In the 1950s, William McChesney Martin put bankers on notice with a famous comment that likened inflation to drunkenness. Whether people on Wall Street like it or not, he said, the Fed's job is to take away the punch bowl just as the party is "really warming up."
Mr. Martin (who went on to become the Fed's longest-serving chairman) was at the time boosting interest rates to prevent an inflationary overheating in the economy. The Fed held inflation below 4 percent, but the economy went through a wrenching eight-month recession starting in 1957.
The statement apparently didn't move markets at the time, but it is perhaps the best-known comment by a Fed chairman. The phrase is cited frequently as an apt description of the Fed's difficult mandate: to make sure there's enough monetary fuel for the economy to grow at full potential, but not so much that inflation gets out of hand.
The statement itself is shrouded in some mystery, according to University of Washington economist Yoram Bauman, who blogged recently that it appears to date from an Oct. 19, 1955 speech to investment bankers.

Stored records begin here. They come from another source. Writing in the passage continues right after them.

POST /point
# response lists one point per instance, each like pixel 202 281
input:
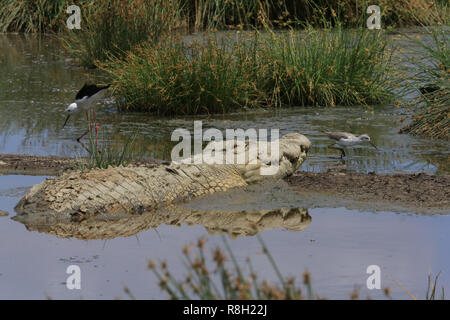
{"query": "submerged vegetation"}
pixel 314 67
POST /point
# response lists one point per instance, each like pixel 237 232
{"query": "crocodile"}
pixel 79 195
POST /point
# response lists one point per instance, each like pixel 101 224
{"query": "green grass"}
pixel 220 276
pixel 432 69
pixel 104 154
pixel 254 69
pixel 50 15
pixel 233 282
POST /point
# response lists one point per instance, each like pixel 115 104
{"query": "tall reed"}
pixel 254 69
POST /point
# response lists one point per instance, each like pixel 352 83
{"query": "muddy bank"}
pixel 418 192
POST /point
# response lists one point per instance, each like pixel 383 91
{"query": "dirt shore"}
pixel 417 192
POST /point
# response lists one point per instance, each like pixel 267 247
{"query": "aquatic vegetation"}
pixel 47 16
pixel 432 75
pixel 234 283
pixel 224 282
pixel 34 15
pixel 254 69
pixel 104 155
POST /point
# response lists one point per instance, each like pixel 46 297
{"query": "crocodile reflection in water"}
pixel 232 223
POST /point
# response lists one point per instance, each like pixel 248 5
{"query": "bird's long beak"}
pixel 373 145
pixel 67 119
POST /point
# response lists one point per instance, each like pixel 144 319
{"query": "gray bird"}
pixel 345 139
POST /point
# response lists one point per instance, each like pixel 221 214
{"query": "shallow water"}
pixel 336 247
pixel 37 82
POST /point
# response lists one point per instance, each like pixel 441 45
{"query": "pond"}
pixel 37 82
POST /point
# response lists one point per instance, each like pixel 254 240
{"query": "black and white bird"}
pixel 345 139
pixel 84 101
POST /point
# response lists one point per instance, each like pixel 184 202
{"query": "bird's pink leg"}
pixel 90 127
pixel 96 128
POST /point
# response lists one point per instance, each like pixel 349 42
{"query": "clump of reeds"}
pixel 34 16
pixel 117 26
pixel 224 282
pixel 433 77
pixel 105 154
pixel 233 283
pixel 258 69
pixel 432 120
pixel 199 15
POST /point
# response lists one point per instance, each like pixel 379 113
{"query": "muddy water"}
pixel 37 82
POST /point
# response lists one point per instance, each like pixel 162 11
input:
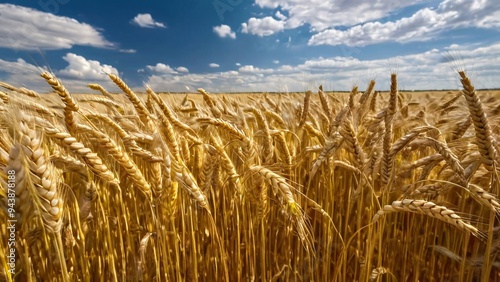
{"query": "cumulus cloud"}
pixel 412 69
pixel 322 14
pixel 262 27
pixel 129 51
pixel 423 25
pixel 224 31
pixel 161 68
pixel 24 28
pixel 360 23
pixel 182 69
pixel 83 69
pixel 147 21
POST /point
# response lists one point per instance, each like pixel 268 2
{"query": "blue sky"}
pixel 250 45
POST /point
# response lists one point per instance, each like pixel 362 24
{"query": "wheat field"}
pixel 317 186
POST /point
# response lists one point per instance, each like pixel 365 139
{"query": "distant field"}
pixel 314 186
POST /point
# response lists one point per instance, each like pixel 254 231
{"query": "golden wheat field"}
pixel 316 186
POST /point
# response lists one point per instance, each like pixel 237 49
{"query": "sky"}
pixel 250 45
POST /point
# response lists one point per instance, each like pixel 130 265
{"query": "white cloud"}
pixel 426 70
pixel 322 14
pixel 280 16
pixel 425 24
pixel 24 28
pixel 130 51
pixel 182 69
pixel 262 27
pixel 360 23
pixel 224 31
pixel 161 68
pixel 85 70
pixel 147 21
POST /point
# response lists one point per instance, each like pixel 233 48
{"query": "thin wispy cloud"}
pixel 147 21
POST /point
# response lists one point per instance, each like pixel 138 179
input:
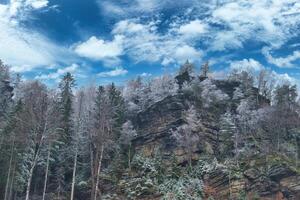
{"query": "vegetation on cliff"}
pixel 182 136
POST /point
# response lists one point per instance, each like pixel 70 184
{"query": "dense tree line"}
pixel 61 143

Martin uttered the "punch bowl" words, but a little differently than is often quoted.
Here's what he said: "The Federal Reserve, as one writer put it, after the recent increase in the discount rate, is in the position of the chaperone who has ordered the punch bowl removed just when the party was really warming up."
The economy was humming along fine as he spoke, and US stock prices rose in the session after the speech.